UDCA, a common cholesterol medication, can be used for the treatment of cholestatic liver diseases, however, a number of prospective clinical studies have had conflicting results and the therapy’s long-term impact on patients with PSC is unknown. To learn more about the possible links between UDCA, cancer and mortality risk, researchers in Japan conducted a study of 325 patients with primary sclerosing cholangitis who were part of a nationwide patient registry.

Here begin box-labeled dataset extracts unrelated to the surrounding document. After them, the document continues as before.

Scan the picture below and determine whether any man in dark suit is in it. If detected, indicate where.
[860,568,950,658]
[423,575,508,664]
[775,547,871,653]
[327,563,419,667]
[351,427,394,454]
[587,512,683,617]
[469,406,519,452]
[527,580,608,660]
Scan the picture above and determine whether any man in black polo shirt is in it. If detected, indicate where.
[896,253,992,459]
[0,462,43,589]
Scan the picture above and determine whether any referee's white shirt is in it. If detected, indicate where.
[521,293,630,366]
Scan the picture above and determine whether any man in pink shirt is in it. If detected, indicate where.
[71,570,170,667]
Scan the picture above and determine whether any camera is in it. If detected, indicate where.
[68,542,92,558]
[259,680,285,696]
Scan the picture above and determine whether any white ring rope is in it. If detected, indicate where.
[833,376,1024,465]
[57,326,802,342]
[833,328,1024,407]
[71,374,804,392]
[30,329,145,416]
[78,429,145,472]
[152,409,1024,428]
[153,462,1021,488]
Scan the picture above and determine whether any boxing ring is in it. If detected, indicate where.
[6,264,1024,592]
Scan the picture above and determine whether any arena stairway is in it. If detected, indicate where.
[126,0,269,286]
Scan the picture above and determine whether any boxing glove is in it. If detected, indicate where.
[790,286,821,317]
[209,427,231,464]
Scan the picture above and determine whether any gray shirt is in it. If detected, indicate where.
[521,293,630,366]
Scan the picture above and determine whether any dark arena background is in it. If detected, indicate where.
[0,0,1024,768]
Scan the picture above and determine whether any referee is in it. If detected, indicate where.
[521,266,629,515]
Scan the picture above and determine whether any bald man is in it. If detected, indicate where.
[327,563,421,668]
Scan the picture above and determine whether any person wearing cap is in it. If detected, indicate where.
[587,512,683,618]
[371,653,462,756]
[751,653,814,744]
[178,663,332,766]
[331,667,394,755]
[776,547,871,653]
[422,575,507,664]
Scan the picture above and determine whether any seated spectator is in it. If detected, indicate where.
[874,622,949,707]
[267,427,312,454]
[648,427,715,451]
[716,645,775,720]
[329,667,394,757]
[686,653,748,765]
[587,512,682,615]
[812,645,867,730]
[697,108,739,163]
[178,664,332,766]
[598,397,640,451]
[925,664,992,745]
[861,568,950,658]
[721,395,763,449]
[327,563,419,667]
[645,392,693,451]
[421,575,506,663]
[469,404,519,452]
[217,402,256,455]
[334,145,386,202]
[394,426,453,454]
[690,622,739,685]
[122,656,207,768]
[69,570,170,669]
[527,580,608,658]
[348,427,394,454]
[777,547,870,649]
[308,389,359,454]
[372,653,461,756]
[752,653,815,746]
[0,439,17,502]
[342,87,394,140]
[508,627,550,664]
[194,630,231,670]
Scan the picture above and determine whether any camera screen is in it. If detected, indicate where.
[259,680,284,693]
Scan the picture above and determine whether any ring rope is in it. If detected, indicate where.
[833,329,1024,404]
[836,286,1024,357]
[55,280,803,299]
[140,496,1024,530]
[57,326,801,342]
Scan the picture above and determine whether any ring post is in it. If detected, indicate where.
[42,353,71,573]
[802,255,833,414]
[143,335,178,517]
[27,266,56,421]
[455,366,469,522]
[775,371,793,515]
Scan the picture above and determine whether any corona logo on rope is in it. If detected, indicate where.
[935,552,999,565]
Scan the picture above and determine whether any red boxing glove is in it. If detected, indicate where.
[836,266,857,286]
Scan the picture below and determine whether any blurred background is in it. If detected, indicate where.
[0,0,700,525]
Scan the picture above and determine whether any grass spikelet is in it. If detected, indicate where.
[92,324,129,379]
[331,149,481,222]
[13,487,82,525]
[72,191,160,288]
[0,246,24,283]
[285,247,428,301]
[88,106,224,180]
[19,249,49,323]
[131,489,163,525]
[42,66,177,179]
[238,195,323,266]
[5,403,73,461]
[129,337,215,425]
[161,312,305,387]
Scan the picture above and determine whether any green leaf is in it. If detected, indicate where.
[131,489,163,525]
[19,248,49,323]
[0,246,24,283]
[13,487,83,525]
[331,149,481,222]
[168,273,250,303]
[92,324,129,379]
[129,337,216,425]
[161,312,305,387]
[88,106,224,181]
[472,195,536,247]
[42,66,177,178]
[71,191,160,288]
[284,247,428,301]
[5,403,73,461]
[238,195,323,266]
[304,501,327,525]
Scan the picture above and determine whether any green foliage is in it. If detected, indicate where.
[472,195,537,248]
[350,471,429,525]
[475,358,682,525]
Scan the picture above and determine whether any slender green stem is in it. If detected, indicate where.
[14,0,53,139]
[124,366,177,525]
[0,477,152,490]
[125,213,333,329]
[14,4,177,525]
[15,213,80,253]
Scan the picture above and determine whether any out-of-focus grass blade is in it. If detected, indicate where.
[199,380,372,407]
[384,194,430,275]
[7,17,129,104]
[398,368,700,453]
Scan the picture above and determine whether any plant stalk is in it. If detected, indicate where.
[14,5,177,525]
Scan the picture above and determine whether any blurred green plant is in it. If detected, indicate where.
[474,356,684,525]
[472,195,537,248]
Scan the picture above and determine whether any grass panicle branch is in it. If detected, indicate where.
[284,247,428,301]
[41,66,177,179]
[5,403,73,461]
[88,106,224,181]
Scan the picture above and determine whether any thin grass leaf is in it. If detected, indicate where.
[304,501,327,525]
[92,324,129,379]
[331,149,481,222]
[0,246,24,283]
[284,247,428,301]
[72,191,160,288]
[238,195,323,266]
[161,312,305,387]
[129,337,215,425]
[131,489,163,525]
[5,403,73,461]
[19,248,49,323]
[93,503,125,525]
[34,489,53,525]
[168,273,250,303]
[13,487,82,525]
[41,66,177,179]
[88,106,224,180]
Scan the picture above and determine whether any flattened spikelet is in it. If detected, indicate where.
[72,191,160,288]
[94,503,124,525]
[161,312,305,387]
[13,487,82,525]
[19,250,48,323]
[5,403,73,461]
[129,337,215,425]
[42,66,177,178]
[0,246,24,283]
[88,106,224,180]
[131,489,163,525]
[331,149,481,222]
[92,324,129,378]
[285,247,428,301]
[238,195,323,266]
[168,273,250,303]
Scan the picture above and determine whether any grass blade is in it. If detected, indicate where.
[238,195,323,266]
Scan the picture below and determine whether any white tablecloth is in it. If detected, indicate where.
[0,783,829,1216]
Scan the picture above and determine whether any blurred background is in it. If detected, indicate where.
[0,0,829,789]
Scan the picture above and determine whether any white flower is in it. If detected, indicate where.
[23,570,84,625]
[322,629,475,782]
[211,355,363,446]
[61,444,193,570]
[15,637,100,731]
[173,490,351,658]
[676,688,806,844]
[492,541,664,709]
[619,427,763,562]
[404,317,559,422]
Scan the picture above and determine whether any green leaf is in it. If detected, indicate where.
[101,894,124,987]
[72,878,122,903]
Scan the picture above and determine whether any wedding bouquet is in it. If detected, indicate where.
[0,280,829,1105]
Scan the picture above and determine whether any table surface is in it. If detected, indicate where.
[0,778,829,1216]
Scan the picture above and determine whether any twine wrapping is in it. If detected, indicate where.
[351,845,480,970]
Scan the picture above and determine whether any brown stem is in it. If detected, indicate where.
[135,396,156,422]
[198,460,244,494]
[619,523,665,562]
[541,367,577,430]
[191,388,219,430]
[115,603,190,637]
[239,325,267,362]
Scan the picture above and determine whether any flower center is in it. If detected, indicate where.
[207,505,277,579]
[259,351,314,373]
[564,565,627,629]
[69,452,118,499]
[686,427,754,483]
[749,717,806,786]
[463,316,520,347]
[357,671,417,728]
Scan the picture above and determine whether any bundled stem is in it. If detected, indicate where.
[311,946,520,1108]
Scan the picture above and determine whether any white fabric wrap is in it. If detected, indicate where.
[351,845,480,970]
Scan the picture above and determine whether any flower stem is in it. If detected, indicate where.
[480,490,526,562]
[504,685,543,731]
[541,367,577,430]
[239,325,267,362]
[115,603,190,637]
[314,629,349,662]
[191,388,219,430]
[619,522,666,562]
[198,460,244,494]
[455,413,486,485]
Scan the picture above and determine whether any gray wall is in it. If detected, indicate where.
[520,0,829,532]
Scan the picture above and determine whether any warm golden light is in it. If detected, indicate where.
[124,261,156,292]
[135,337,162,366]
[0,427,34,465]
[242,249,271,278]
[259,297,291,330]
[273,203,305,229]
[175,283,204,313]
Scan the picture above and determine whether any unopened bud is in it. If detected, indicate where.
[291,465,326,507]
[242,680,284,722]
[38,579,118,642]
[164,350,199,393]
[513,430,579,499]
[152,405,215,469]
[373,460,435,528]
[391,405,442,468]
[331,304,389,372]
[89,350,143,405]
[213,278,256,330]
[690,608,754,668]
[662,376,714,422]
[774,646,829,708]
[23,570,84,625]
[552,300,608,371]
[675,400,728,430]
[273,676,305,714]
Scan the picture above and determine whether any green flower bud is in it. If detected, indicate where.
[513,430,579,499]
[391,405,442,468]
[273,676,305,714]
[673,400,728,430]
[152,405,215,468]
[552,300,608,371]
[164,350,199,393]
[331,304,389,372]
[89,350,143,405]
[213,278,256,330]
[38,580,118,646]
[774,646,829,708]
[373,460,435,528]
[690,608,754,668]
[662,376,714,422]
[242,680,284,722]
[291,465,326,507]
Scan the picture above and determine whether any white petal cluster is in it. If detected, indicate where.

“Although a number of prospective clinical studies were conducted in the past to evaluate the efficacy of UDCA, results were conflicting mainly due to study design such as inappropriate definition of endpoints, limited number of patients and short follow-up,” says the study’s co-author, Toshihiko Arizumi, MD, , assistant professor in the Department of Internal Medicine at Teikyo University School of Medicine. “As a result, it remains unclear whether UDCA treatment really improves liver transplantation-free survival of PSC patients, and currently there is no effective treatment for PSC. On the other hand, a prospective, randomized, placebo-controlled, well-designed/powered study of UDCA is extremely unlikely to be conducted in the future, since this is an inexpensive, off-patent, old drug, and pharmaceutical companies do not have an interest in such a large-scale study. Therefore, we considered that this retrospective, well-characterized, cohort study would be the best option to demonstrate the clinical benefit of UDCA on long-term outcomes in patients with PSC. We don’t think that UDCA is associated with an increased risk of development of biliary tract cancer. Rather, biliary tract cancer is one of the most troublesome, even fatal, comorbidities of PSC itself. It would be fantastic if UDCA reduces a risk of this cancer in patients with PSC.”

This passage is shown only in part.